Model dakwah ala Habib Umar yang simpatik dan mampu merangkul beragam kalangan ini patut dicontoh oleh para pengiat Islam moderat. Wacana Islam moderat perlu digaungkan ke seluruh kelompok umat, terutama yang masih berpandangan konservatif bahkan radikal.

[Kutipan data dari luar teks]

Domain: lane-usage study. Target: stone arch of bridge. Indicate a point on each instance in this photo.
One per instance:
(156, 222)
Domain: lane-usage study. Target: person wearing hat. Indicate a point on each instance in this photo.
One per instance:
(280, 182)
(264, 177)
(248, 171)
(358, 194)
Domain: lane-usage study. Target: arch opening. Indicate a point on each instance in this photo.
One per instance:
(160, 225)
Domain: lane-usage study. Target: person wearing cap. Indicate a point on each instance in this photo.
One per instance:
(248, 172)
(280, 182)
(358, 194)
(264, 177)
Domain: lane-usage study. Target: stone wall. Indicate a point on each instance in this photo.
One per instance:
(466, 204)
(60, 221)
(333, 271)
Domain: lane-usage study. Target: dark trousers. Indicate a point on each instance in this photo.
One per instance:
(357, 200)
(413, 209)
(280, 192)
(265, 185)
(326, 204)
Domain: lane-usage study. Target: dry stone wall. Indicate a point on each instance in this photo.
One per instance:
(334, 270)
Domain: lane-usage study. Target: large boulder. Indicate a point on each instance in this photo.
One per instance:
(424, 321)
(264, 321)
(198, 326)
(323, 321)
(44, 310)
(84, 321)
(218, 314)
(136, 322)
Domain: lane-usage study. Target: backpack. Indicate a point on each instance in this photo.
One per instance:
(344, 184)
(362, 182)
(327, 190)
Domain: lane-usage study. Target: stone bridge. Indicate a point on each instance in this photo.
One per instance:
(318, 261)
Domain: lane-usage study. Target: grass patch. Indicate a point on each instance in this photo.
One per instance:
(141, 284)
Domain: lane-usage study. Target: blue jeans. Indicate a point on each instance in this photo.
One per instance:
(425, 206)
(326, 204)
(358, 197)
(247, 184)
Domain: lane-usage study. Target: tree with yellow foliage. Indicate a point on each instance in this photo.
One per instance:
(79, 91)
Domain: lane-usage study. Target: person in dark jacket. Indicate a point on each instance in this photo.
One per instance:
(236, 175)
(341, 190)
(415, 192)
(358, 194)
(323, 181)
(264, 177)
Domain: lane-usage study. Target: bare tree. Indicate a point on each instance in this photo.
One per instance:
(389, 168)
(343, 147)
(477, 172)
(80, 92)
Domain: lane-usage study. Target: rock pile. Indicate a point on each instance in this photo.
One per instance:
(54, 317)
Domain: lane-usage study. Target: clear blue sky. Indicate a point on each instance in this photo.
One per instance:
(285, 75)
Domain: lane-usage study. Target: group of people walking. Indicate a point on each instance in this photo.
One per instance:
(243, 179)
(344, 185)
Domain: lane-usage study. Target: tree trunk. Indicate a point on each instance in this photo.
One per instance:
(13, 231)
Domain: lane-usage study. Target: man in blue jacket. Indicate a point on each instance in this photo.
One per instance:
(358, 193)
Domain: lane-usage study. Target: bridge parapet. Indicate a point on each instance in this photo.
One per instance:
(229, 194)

Kampanye Islam moderat terutama di kalangan kaum konservatif idealnya dilakukan secara simpatik. Dalam artian tidak menghakimi apalagi mendeskreditkan kelompok lain dengan berbagai stereotipe dan tudingan miring.
Wacana Islam moderat juga perlu disampaikan dengan gaya komunikasi yang mudah dipahami dan praktis. Dengan begitu, wacana Islam moderat akan mudah dipahami dan diterima oleh kalangan kelas menengah muslim yang saat ini jumlahnya sangat besar dan bisa dibilang dominan membentuk warna keislaman di Indonesia.
Mendakwahkan Islam moderat di kalangan kelas menengah muslim urban tentu bukan hal yang mudah dan instan. Apalagi harus diakui bahwa belakangan ini, kelompok menengah muslim lebih dekat pada aliran konservatif ketimbang moderat.
Di titik inilah kita idealnya meneladani gaya dakwa Habib Umar bin Hafidz yang simpatik dan merangkul semua golongan tanpa menghakimi. Model dakwah moderat ala Habib Umar ini kiranya bisa diadaptasikan sehingga wacana Islam moderat bisa diterima oleh kelompok konservatif.